Watson project to focus on individualized treatment of brain cancer

The New York Genome Center and IBM have announced a partnership to focus the Watson technology on helping oncologists deliver more personalized care to cancer patients, according to an announcement.

The idea is that Watson can analyze patients' genomic data and pore through medical journals, new studies and clinical records to help doctors find the best drug to try on a particular patient, reports Forbes.

The project initially will focus on 25 patients with glioblastoma multiforme, a rare brain cancer that is almost always fatal within months without treatment. Surgery, drugs and radiation can extend that to about a year, according to Forbes, making time of the essence. But with medical information doubling every five years, sorting through it all becomes more difficult.

"We're hoping Watson's learning model can find associations faster than we can, and they'll be able to tune the sets of drugs to at least prioritize and give doctors the ability to drill down so that they can make better determinations of what to try," says Toby Bloom, Deputy Scientific Director for Informatics at the New York Genome Center.

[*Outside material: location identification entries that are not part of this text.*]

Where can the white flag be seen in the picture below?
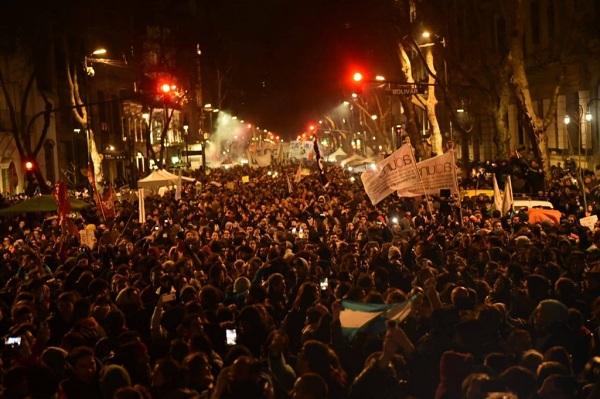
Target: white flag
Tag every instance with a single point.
(508, 197)
(393, 173)
(437, 173)
(142, 206)
(263, 160)
(497, 197)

In addition to Watson's ability to analyze massive databases, it can bring in relevant information outside doctors' area of knowledge--even from other fields.

So far, IBM has Watson projects under way with Texas M.D. Anderson Cancer Center, The Cleveland Clinic, Memorial Sloan-Kettering Cancer Center and WellPoint. Those efforts include development of a clinical decision support tool for individualized cancer treatments. The Cleveland Clinic hopes to better train doctors using a tool that combs through medical literature and makes recommendations.

Despite the technology's promise--and ability to beat humans on "Jeopardy!"--it's been struggling to meet lofty company projections for generated revenue. While expected to bring in more than $1 billion annually by 2018, it had generated total revenue of less than $100 million as of October 2013, according to The Wall Street Journal.